Sotto lo pseudonimo di “Charles Shadow” scrivo bestseller fantasy. I miei lettori conoscono le terre in cui mi perdo, la magia e i combattimenti che invento. Ma chi sia davvero l’uomo dietro quelle parole resta il mio segreto meglio custodito. Nessuno sa il mio vero nome, nessuno sa com’è il mio volto. Scrivere è il mio unico punto d’ancora; è l’unica realtà che sono disposto a condividere.

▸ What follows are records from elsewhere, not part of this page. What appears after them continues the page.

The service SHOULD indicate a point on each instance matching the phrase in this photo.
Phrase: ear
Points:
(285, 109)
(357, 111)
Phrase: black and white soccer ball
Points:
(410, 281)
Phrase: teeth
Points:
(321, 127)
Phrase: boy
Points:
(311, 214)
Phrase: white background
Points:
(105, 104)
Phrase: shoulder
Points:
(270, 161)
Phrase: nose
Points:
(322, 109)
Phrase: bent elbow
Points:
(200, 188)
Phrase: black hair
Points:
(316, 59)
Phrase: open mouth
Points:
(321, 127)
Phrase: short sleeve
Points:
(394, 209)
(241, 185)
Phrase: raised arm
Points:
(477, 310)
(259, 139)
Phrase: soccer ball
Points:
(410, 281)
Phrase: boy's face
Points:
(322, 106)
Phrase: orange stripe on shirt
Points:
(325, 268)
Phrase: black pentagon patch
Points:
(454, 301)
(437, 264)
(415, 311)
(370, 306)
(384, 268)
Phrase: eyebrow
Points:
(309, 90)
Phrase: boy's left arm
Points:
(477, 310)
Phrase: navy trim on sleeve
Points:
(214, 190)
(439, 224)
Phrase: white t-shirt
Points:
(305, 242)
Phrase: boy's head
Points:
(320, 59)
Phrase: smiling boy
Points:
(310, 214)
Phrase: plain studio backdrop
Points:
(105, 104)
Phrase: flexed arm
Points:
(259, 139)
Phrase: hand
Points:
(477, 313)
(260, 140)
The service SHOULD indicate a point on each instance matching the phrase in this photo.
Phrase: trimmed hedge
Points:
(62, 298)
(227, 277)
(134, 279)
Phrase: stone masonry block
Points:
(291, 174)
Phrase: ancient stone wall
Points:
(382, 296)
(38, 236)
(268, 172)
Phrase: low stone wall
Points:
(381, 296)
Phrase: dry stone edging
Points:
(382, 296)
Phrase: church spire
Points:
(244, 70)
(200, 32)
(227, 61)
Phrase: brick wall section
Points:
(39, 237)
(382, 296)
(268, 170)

La mia vita quotidiana nel mondo reale, invece, si svolge nell’ombra. Da quando, a soli cinque anni, un devastante incendio distrusse la nostra casa, il mio corpo è segnato dalle cicatrici delle bruciature, il mio viso sfigurato. Il mondo là fuori non è fatto per persone come me – almeno non per gli sguardi che mi rivolgono. Per questo mi muovo tra la gente solo quando è assolutamente necessario. Il mio volto è sempre coperto, e faccio la spesa soprattutto al riparo del buio, quando le strade sono deserte.
Eppure, persino nella solitudine del villaggio, non si resta completamente soli. Nella vicinanza abitano Sonja e Johanna. Sonja, ventiquattro anni, gestisce una piccola sartoria dove trasforma i tessuti con mani esperte. Johanna, ventidue anni, lavora nel ristorante di famiglia e porta nei tranquilli ritmi del villaggio il profumo delle prelibatezze africane.
Loro fanno parte di quel mondo che osservo da lontano. Fanno parte di quella realtà che in fondo cerco di evitare – e tuttavia c’è una curiosa tensione, nel chiedersi se in questa nuova terra riuscirò mai a uscire dall’esilio che ho scelto volontariamente.